ASHBURN — The Washington Redskins began game-week preparations Monday for the first time since last year’s playoff loss to the Green Bay Packers.
After a 9-7 regular season during which Washington did not beat a team with a winning record, the Packers loss exposed a number of holes in the Redskins’ roster, ones general manager Scot McCloughan spent the offseason vowing to fix.
McCloughan watched the playoff game from a box at FedEx Field alongside injured pass rusher Junior Galette. Galette said McCloughan lamented the lack of a pass rush late in the game, which could have turned the tide.
Packers quarterback Aaron Rodgers was contained well into the second quarter, but found his stride, and Green Bay delivered the back breaker in the second half when Eddie Lacy ran uncontained through the Redskins’ defense.
Now, nine months and two days after that loss, the Redskins again will face a quality opponent, this time hoping they’ve patched some of those holes.
“We learned a lot,” coach Jay Gruden said of the playoff loss. “We learned that we didn’t quite play our best game at a crucial time, and it’s something we have to try to grow into. We have to mature and get better and better at certain spots, and they were the better team at that time.
“Our goal is to make sure we continue to get better, so when that opportunity comes again, we’re ready for it, we take full advantage of it.”

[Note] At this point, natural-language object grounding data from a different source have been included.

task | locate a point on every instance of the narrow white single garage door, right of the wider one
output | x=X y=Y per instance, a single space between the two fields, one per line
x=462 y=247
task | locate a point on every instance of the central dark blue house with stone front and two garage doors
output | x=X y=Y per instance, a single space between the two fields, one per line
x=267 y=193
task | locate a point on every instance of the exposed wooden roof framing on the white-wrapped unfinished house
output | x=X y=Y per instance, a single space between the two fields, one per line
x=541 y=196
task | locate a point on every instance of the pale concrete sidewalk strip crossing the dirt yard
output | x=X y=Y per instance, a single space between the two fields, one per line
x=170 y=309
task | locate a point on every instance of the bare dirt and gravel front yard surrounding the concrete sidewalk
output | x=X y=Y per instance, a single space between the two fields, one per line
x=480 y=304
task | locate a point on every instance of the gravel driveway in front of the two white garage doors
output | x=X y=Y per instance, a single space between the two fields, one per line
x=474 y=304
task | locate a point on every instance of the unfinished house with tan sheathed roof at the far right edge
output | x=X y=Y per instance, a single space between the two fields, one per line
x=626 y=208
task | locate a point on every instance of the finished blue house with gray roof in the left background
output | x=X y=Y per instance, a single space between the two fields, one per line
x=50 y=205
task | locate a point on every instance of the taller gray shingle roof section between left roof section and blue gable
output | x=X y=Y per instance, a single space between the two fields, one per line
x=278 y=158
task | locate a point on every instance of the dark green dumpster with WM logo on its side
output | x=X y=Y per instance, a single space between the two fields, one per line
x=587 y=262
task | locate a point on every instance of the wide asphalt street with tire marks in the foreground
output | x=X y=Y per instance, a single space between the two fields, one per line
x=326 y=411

The defensive line has been overhauled, with Terrance Knighton, Jason Hatcher, Frank Kearse and Stephen Paea all gone.
However, the pass rush remains a work-in-progress. Galette was supposed to contribute, but tore his other Achilles the week before training camp and will again miss the season (he still has a locker at Redskins Park and is a part of the team).

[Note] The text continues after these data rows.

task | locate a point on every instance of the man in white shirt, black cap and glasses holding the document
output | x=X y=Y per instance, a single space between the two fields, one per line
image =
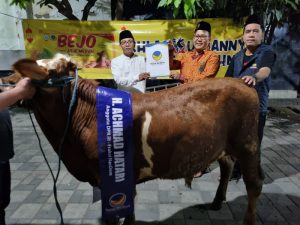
x=129 y=69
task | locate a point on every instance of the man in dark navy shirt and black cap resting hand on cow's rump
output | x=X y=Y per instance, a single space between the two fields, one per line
x=253 y=64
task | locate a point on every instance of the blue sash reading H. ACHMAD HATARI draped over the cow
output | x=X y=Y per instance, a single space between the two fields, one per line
x=114 y=120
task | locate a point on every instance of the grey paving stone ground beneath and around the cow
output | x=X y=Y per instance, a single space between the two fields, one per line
x=163 y=202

Ryan Kerrigan seems like a sure thing, with second-year outside linebacker Preston Smith also flashing promise in the preseason.
Beyond those two, though, it remains to be seen whether the Redskins have another player who can reliably rush the passer, whether it’s Chris Baker, undrafted rookie Anthony Lanier or somebody else.
On offense, the Redskins’ passing attack had no issues, especially in the second half of the season.
Washington has built on that, but the run game, which was 30th in the league last year in yards per attempt (3.7), isn’t necessarily in a better spot.
Alfred Morris has left, but in his place is a collection of young players who are unproven at the NFL level, notwithstanding a pair of quality efforts from Matt Jones to start the 2015 season.
Those question marks linger, as the Redskins soon find out if they did enough to push themselves past last year’s playoff loss, something Gruden said has stuck with him since the game.
“We’re all sick about still,” he said. “If you’re a competitor and you lose at home in the playoffs, it’s something that you’ll never forget, and, hopefully, all our guys feel the same way as I do. Moving forward, it’s a great motivation for us.”